Dall’analisi dell’Acea trova conferma il fenomeno della forte domanda di auto dei paesi dell’Est Europa: se si guarda l’intero 2007, alla situazione invariata (zero a 14,36 milioni) registrata nell’UE15 si contrappongono infatti il vivace passo dell’efta (+8,9% a 431 mila circa) e l’accelerazione (+14,5% a 1,16 milioni) dei nuovi paesi membri dell’Unione. Un quadro che non muta pur davanti all’andamento irregolare registrato nell’ultimo mese dell’anno: rispettivamente +0,4%, -0,6% e +11,6%.
A livello di singoli paesi spiccano invece il ribasso (-20,3%) accusato su base mensile della germania (-9,2% nell’intero 2007) che sconta - ricorda l’Acea - la corsa all’acquisto che ha caratterizzato la fine del 2006, con i consumatori tedeschi impegnati ad anticipare il rialzo dell’iva. Su base mensile in evidenza anche i miglioramenti registrati sui mercati di Italia (+14,1%), Francia (+21,1%), Svezia (+28,8%) e, come detto, le locomotive dell’Est Lituania (+46,8%), Polonia (+24,3%). Romania (+27,1%), Slovenia (+30,6%).
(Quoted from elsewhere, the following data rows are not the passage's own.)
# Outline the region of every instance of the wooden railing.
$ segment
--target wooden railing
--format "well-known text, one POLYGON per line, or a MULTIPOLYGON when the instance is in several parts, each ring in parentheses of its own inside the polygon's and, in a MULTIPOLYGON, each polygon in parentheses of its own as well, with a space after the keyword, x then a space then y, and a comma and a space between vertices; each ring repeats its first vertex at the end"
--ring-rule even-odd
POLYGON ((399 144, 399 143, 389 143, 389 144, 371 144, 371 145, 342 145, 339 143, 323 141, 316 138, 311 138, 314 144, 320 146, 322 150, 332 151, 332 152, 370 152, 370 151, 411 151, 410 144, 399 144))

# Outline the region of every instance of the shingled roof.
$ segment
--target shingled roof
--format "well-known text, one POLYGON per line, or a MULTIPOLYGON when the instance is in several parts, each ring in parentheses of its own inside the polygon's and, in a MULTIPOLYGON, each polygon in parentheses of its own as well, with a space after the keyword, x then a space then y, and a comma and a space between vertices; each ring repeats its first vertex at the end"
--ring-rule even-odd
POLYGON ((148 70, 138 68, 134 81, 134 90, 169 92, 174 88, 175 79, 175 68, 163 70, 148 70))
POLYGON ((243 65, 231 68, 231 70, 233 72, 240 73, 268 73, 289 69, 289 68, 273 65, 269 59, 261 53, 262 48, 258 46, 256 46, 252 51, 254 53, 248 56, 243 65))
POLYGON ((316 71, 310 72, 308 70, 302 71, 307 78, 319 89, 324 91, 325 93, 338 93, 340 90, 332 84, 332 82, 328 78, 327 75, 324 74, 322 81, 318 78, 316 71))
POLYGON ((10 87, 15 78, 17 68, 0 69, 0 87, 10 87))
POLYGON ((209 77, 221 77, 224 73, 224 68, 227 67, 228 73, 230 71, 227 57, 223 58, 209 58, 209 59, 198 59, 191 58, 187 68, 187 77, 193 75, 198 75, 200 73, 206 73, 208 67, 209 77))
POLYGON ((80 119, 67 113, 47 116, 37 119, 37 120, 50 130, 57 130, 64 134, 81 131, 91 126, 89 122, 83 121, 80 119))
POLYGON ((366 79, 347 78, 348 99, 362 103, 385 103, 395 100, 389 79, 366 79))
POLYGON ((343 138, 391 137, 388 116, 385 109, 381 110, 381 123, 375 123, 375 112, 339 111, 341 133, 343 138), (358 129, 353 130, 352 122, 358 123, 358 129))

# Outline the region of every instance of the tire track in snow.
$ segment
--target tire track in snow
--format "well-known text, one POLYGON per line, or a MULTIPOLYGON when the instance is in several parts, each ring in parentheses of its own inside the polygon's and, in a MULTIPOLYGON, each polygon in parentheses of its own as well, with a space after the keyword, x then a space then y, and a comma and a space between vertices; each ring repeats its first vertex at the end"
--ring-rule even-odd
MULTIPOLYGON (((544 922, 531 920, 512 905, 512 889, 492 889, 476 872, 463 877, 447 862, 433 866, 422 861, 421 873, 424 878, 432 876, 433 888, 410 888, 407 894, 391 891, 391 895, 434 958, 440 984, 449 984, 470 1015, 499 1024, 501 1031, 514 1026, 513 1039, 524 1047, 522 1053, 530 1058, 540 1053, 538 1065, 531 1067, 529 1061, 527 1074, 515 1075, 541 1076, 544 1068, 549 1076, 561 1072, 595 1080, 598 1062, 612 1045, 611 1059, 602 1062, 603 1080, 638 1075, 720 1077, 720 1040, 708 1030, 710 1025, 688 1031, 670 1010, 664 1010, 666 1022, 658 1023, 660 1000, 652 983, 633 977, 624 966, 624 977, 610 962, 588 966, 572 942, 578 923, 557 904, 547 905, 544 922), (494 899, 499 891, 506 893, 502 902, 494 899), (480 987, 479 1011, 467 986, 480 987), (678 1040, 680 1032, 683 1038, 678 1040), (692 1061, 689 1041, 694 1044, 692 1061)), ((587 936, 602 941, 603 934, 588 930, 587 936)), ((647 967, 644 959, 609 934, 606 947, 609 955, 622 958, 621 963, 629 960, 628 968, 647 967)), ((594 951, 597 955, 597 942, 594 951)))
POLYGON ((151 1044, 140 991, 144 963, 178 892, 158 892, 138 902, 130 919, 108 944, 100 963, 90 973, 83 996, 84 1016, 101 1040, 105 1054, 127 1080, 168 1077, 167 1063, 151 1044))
A fare da traino al gruppo torinese sono state le vetture col marchio fiat, sia nel mese (+13,6% a 65,820 unità) sia nell’intero anno (+8,6% a ben 976.981 unità). Segni di consolidamento invece per i marchi Lancia (-3% mensile e +4,8% annuo) e Alfa Romeo (-9,7% e -0,8%).
Il gruppo Fiat nell’intero anno è riuscito comunque a migliorare la propria quota di mercato a scapito di alcuni tra i suoi grandi competitor, quali VW (al 19,1 dal 20,2% nell’intero anno), PSA Group (al 12,8 dal 12,9%) e Renault (all’8,7 dal 9,2%). E' cresciuta leggermente la posizione di Ford (al 10,5 dal 10,4%), Toyota (al 5,8 dal 5,7%) e BMW (al 5,3 dal 5%), mentre è rimasta stabile quella di GM (10,2%), Daimler (5,2%).